Researchers from the University of Illinois in Urbana and other schools gathered about 175 healthy adults, ages 60 to 79, only some of whom were occasional exercisers. Their mission: To see if different types of exercises could affect the wiring of older people’s brains. Researchers tested the subjects’ aerobic fitness and mental capacities, including processing speed, and they gave them each a brain scan both before and after the trial.1
They split the group into three different groups, and three times a week for six months:
Group #1 did brisk walking for an hour.
Group #2 took a class doing gentle stretching, strength, and balancing exercises.
Group #3 took one-hour dance lessons that grew more challenging as the months went on.
The results? White matter — the part of the brain that passes messages among nerve cells and helps us process information — declined slightly in the brains of the first two groups. But group #3 showed denser white matter in their fornix, a narrow strip of nerve fibers in the brain that is involved with processing speed and memory. Even better news, all three groups improved their scores on cognitive tests.
Why the stronger white matter in the dancers’ brains? Dancing takes a lot of brain power — so learning and mastering new and more challenging choreography likely affected the biochemistry in the brain tissue, helping it to grow stronger. The researchers credit dancing as a “combined cognitive, physical, and social training, known to boost intervention outcomes.”

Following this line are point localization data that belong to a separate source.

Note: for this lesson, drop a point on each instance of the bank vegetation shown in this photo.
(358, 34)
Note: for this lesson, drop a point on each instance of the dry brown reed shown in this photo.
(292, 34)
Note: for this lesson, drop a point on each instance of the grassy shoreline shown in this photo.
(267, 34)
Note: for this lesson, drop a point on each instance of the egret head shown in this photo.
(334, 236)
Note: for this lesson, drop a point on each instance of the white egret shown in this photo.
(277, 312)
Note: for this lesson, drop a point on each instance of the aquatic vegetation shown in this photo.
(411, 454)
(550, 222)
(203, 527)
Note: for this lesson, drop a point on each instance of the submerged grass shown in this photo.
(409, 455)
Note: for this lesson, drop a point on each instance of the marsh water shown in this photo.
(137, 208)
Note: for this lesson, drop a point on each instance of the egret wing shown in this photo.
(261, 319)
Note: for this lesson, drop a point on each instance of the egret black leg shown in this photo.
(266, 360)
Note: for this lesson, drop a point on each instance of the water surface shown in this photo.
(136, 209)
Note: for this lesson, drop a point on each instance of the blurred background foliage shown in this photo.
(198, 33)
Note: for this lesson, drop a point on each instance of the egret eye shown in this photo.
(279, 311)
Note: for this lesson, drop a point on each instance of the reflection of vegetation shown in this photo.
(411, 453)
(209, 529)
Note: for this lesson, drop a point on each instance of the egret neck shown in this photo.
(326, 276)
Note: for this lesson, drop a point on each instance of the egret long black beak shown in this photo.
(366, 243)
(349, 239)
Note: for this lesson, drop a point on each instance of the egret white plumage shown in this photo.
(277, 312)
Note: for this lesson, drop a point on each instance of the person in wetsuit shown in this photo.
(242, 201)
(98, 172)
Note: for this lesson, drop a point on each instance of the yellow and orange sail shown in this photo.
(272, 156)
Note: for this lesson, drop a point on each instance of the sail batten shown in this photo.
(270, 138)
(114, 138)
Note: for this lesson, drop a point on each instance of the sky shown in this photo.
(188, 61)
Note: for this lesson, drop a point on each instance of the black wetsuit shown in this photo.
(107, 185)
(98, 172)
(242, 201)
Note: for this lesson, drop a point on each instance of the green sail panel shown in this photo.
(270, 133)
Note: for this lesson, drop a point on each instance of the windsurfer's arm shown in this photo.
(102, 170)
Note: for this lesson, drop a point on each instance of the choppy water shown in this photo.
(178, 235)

So you think you can dance
If you’ve never danced before, it’s high time you start! Dance is a great exercise that not only works your mind, it also gets your heart rate up and improves your flexibility and balance. You don’t have to become the next Fred Astaire or Ginger Rogers. Just do enough to have fun, burn some calories, and get those brain neurons firing. While this study used country-style dancing, any type of dance will probably give you the same outcome. Choose from jazz, salsa, hip-hop, tap, Zumba, or any of the dozens of styles of dance.
Find a beginner class at a local dance studio, health club, or YMCA. If you’re uncomfortable stepping in (and out) alone, grab a friend or convince your spouse to go with you.
If you’re truly opposed to dance and still want to see the brain benefit of the study, engaging in “any activities involving moving and socializing” will help, says the researcher.